Já traçou meta para os Jogos Olímpicos? O ouro é possível?

Já conversei com elas, e a nossa mentalidade é conquistar o melhor resultado possível acima do que fizemos nas últimas Olimpíadas. Mas eu só vou estar satisfeito aqui dentro quando conseguir uma medalha de ouro. Eu acredito que temos grandes chances, porque tenho um grupo fantástico de atletas. Confio nelas, nos profissionais que estão comigo e no apoio que a CBF tem dado. Acho que temos que pensar grande. Se colocar metas pequenas, como fazer cada atleta acreditar que é possível?

Você só vai poder levar 18 jogadoras nos Jogos Olímpicos. Será um desafio escolher apenas 18 nomes?

Será um desafio com a quantidade de jogadoras de qualidade num torneio tão importante. Porém, mais do que um desafio para mim, é um desafio para elas. A competitividade é alta, faz com que todas procurem evoluir nos clubes. O desafio maior fica para elas. Mas tenho certeza de que as 18 que chegarem lá vão chegar muito bem. O Brasil hoje tem um número bem maior de jogadoras do que há 10 anos com nível alto para disputar contra as principais seleções do mundo.

Hoje, quem joga o melhor futebol entre as mulheres no mundo?

As finalistas da Copa do Mundo. São excelentes seleções. Acho que a Inglaterra é até mais consistente nos últimos anos, mas isso não garante nada. Mas temos muitas seleções boas. Isso é interessante. O futebol feminino agora está com um nível de competitividade maior. Dificilmente vou falar que essa ou aquela está muito acima das outras porque eu acho que pelo menos umas 8 ou 10 seleções estão em alto nível. As Olimpíadas e a Copa do Mundo são torneios de mata. É um jogo só que decide, às vezes, nos pênaltis. Esse caráter da competição nivela mais ainda.
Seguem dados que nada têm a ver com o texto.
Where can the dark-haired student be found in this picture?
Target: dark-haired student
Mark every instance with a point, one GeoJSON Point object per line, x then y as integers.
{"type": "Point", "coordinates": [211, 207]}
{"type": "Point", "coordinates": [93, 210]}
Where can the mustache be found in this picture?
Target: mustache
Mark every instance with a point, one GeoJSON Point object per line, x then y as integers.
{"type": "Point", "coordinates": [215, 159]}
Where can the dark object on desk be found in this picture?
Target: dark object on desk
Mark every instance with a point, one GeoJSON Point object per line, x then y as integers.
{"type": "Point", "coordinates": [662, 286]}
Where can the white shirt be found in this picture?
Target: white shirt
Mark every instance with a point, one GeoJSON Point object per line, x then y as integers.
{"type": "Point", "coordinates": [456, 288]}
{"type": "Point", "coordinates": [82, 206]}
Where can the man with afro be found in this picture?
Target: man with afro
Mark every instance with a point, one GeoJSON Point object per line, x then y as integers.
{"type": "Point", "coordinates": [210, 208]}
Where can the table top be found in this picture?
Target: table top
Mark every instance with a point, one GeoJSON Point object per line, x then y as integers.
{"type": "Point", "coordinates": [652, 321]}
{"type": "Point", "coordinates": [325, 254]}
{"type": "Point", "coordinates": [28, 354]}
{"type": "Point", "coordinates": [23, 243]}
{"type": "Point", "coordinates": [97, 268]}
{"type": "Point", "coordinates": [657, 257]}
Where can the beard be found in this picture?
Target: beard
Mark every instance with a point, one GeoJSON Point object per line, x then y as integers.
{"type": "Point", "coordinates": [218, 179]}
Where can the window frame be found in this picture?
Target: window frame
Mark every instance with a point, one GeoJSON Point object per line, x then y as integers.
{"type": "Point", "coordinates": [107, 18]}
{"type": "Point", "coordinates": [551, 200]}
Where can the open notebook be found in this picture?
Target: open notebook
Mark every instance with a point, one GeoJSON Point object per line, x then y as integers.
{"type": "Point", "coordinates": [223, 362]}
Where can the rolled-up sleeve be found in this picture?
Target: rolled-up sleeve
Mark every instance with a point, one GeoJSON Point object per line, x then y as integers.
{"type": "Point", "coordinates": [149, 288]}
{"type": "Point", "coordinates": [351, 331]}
Você se inspira em algum estilo de jogo de alguma seleção?

A seleção joga ao meu estilo, ao estilo da seleção brasileira, não vamos copiar ninguém. Ninguém vai olhar para ninguém neste sentido, sabemos muito bem o que vamos fazer e o que vamos construir em relação à maneira como jogar futebol. Mas admiro muito a Sarina Wiegmam pelo jogo da Inglaterra.

Você formou o time com três zagueiras no jogo-treino. Será a formação do Brasil?

Mais do que os números do sistema, trouxe alternativas diferentes de sistema. Elas entenderam as relações que precisam ter entre elas a depender da posição dentro de campo, como gerenciar bem a velocidade de jogo, o espaço no campo. Elas entenderam e conseguiram ser muito eficientes nos treinos. Estou muito satisfeito com o que eu vi de cada jogadora.